This is the BearBooth.
Think of it as a photo booth built to surprise and delight.
It is simply a curious black box from the outside, but once the user places their face inside, the system is triggered and a world of singing, seemingly ad infinitum, mechanical bears delight. In attempt to capture that moment of surprise, a hidden camera snaps a photo. The user only is only able to see the photo afterwards, wherein they realize they have become part of the bear milieu.
Created in partnership with Paula Ceballos, the BearBooth is a physical computing project that incorporates soft circuitry, serial communication between Arduino and a computer using Javascript. The bears are mounted on servo motors.
To see all the transformations thus far, please visit flickr.com/bearbooth
[Physical Computing, Javascript, Arduino, Fabrication]
Can an artificial emotional intelligence ever exist? How well will computers be able to appreciate and interpret human emotion?
“Discover, understand and revise language tones in text.” This is the selling point for IBM’s Tone Analyzer Beta built off of Watson.
Inspired by the recent release of the Watson Tone Analyzer, Leslie Ruckman and I decided to see what would happen if we tried to analyze the deeper human emotions conveyed through poetry with these newly minted tools. We decided to go with a familiar poet whose work was prolific enough to be counted as a data set, and popular enough to be fully digitized. We landed on Emily Dickinson.
We decided to start with her top 5 most popular poems assuming that they contained some magic that resonates with a largest number of people.
We then ran the text of these poems through Tone Analysis to discover emotional metrics such as: emotional summary, language style summary, and social summary.
Full Epub HERE
[Python Text Analysis]
Watson summary color tone
Watson summary tone
Crowdsourced word tones
Watson paragraph tones
Klopstock Poetry is poetry generated using a combination of keywords extracted from stock photos using Google's Cloud Vision API and the programmatically shuffled poetry of Friedrich Gottlieb Klopstock.
[Computer Vision, Python Text Analysis]
Disembodied 360 is an experiment in creative 360 video and spatialized sound using the Spatial Workstation for Facebook.
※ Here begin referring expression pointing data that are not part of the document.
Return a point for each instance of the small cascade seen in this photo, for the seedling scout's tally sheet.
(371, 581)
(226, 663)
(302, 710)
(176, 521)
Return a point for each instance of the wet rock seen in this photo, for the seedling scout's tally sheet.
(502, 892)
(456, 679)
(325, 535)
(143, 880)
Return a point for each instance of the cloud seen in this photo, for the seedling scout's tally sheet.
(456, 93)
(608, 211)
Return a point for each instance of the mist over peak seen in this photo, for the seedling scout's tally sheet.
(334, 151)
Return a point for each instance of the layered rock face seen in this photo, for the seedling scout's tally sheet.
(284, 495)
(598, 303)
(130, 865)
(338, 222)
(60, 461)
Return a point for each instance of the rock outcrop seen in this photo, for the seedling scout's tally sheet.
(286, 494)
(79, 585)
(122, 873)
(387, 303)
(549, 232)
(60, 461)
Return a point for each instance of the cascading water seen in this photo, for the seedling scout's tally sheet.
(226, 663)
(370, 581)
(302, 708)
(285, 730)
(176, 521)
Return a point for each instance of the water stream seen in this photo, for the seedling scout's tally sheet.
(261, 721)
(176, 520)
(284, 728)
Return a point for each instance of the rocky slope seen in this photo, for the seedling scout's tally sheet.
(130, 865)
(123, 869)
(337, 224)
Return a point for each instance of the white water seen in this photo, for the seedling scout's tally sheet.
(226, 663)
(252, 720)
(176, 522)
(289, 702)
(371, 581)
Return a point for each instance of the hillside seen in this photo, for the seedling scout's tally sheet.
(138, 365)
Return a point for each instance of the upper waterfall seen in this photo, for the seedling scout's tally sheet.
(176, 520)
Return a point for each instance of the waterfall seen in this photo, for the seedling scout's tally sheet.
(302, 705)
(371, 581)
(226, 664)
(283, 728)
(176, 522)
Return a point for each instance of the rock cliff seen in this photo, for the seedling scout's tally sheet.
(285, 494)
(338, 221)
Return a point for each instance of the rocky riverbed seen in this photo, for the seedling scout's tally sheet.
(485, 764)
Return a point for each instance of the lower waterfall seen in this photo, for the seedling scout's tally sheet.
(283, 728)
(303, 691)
Sounds are spatialized to the emerging limbs and excerpts of Walt Whitman's The Body Electric are interspersed with the sporadically appearing body that hovers above.
To view online, with a mobile device, or a Samsung Gear Headset, click here.
[360 Audio/Video, Spatialized Sound, Gear VR]
Alongside Leslie Ruckman, I created a series of web and printed images for the 2016 Interactive Telecommunications Program (ITP) Spring Show. The ITP Show is a biannual event that showcases the work of its graduate students at New York University.
The concept is inspired by the recent popularity explosion of Virtual Reality and general technology fetishism, particularly in a tech-centered program, such as ITP. The following are the final images and mockups.
[Design, Adobe Photoshop/Illustrator]
Unsolicited Advice from a Purported Relative at a Distant Family Reunion is an interactive visual that personalizes relationship advice to users, from strangers.
The relationship advice is pulled in real-time from the top comments in the 24 most recent posts in the subreddit /r/relationships.
If there are currently no comments, the purported relative "(just wags finger)".
Play with the Sketch.
[Javascript]
Underground markets are not only a fascinating anthropological study in and of themselves, but they comprise a serious subsect of the actual economy. According to Buehn et al., underground or “shadow” markets make up about 1/6 of the estimated world GDP. What is being sold and where is it being sold?
These illegal centers of commerce speak to many of humanity’s honest demands, however disturbing they may be. Their existence serves to highlight our ability to commodify almost anything in this world.
The Black Market Vending Machine is attempt to highlight the absurd and disturbing nature of commodification around the world.
I chose to use Havocscope for my information as opposed to live underground market sites (like the Silk Road) 1) for ease of access to information and 2) it provided an interesting data set since it has specifically cited incidents in various countries. It became apparent, while sifting through the information, that comparing the prices of things in different countries contributed to the disturbing nature of the underground market.
Using javascript (p5.js) I created an interactive, vending machine interface. When the user scrolls over the typical item, a black market item takes its place. Once a user selects the item, a list of selling countries appears. Each country has a unique price. If the user chooses to buy an item in particular country, a link to the particular incident from which that item and price was referenced pops up.
The items sold include, AK-47s, prostitutes, fake Harvard degrees, girls, methamphetamine, tiger parts, kidneys, and hired hitman.